Dal punto di vista economico l’Italia nel 1945 si trovava in condizioni che erano di per se stesse quanto mai pesanti

L’emigrazione avviene principalmente nei paesi che attraversano momenti di forti cambiamenti sociali ed economici. Si emigra difficilmente da società estremamente povere o in economia di sussistenza. Piuttosto si decide di emigrare quando gli equilibri sociali si sono disgregati creando una frattura tra i vari strati sociali della popolazione. Non ci si accontenta più della mera sopravivenza, s’inizia a desiderare “altro”, per se e per la propria famiglia.

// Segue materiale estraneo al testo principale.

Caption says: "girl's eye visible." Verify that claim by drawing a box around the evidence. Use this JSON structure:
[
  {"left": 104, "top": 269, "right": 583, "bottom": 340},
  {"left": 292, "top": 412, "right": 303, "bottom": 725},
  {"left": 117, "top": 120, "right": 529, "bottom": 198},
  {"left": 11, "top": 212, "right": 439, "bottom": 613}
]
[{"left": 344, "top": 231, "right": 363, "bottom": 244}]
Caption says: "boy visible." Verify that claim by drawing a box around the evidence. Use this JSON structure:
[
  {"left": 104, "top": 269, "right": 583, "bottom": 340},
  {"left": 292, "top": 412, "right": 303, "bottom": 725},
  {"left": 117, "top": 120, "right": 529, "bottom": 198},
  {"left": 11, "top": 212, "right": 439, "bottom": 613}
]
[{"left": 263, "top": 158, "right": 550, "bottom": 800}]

Si decide di prendere in mano il proprio destino sopratutto quando le aspettative sociali ed economiche si fanno più pressanti. Alla fine del conflitto mondiale, gli italiani provavano di nuovo queste esigenze. Non solo le perdite umane e materiali erano pesanti, ma per la prima volta, dall’avvento del Fascismo, gli equilibri sociali si erano fortemente incrinati. Rispetto al passato prefascista mutava lo scenario dell’emigrazione. Nella maggioranza dei cittadini rinasceva la speranza di un futuro diverso, possibilmente migliore.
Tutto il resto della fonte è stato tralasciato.